You may never know who you are we are always changing, by the time you think about who you are, you have already changed into someone else due in part to self-reflection.
You have to acknowledge that friends will come and go. There are times that need different individuals to fill different needs in our lives. Sometimes you think you lost a friend in reality they are just trying to find answers to help you and they do not know how to proceed. Just if you were to help another cutter stop. you have the experience to know why. while others have no experience with this. Just like us when we don’t have the answers we feel lost or alone, friends are entitled to the same feelings
Captainsquirrel,
Every time I have cut I receive a numbing sensation, that i have learned to love. Its like i dont exist, but then later of course I am back to living.
~AA
Very well said, you are very wonderful with words.
A numbing sensation in the physical sense or emotional? I would believe it would be more in the emotional. Maybe you are turning emotional pain into something tangible? Or is it more of an escape?

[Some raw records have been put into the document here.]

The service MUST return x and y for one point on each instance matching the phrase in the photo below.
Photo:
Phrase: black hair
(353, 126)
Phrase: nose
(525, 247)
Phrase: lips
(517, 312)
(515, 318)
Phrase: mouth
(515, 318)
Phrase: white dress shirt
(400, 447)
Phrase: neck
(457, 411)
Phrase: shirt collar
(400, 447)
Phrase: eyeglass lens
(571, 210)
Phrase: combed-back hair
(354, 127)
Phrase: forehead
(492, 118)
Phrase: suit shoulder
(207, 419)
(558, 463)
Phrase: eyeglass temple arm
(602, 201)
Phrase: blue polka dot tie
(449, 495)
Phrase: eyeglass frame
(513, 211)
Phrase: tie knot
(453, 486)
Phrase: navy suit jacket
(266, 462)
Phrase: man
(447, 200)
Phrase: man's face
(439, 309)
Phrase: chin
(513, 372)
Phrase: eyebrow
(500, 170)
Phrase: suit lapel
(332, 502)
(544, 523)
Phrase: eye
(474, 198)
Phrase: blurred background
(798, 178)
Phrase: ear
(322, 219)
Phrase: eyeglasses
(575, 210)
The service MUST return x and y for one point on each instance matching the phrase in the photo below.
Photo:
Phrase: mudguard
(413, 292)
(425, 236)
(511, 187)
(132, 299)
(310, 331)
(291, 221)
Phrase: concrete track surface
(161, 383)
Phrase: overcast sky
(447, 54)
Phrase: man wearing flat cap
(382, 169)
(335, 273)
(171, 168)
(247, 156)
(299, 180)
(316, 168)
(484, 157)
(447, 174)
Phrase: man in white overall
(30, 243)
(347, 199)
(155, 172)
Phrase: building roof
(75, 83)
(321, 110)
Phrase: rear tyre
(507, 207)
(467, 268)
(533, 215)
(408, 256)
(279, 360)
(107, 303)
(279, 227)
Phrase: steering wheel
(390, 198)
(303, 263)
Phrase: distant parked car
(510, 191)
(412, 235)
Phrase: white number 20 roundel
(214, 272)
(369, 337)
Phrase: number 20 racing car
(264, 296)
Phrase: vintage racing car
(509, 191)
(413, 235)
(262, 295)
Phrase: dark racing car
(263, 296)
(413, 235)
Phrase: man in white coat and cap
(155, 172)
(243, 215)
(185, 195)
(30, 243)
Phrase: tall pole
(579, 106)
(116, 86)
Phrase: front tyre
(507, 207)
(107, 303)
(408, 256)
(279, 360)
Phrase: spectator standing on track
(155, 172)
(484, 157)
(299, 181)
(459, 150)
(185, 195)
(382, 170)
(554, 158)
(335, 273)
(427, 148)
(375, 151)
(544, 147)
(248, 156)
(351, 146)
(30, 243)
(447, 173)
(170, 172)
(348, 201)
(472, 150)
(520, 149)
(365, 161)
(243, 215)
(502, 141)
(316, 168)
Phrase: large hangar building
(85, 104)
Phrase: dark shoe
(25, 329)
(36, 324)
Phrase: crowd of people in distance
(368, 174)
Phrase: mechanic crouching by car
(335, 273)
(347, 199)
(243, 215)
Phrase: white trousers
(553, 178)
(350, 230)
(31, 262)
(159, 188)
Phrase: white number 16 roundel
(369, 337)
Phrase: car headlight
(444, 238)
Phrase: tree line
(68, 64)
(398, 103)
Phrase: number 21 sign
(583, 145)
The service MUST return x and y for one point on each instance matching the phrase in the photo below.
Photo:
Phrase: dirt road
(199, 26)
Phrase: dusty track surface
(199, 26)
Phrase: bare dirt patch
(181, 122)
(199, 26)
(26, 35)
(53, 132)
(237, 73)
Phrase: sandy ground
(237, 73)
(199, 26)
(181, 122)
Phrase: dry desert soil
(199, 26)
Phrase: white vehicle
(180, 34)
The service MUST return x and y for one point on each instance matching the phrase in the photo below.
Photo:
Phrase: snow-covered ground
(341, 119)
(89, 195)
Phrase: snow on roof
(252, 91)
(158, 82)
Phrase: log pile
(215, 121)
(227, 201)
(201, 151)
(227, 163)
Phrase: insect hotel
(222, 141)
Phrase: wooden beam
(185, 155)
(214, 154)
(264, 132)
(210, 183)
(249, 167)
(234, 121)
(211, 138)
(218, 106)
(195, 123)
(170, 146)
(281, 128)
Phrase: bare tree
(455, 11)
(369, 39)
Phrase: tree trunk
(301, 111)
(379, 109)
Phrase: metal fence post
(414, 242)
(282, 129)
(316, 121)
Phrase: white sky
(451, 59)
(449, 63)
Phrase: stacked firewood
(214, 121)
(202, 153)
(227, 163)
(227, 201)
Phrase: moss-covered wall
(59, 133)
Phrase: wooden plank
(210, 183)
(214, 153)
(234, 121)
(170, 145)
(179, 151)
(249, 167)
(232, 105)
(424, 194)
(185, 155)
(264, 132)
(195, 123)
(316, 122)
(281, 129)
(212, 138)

To address sexual relations with boys. Never jump in for the wrong reasons. Blindly chasing after that will only increase your pain. read with caution many other posts on this site alone, that deal with that aspect. He is the wrong one, i cling to him so i won’t be lonely…….Then i am pregnant and all the challenges that accompany pregnancy and raise a child. Not that those can not be overcome, but you have enough on your plate currently. So, i would count no being attracted to boys now, a blessing! Never let a guy use you so he “will like you”. You deserve better than that. Guys have many problems and we misdirect our own flaws outward many times. that results in hurting others around us.
I see it more as an escape
Thank you.
Why would you believe you are nothing?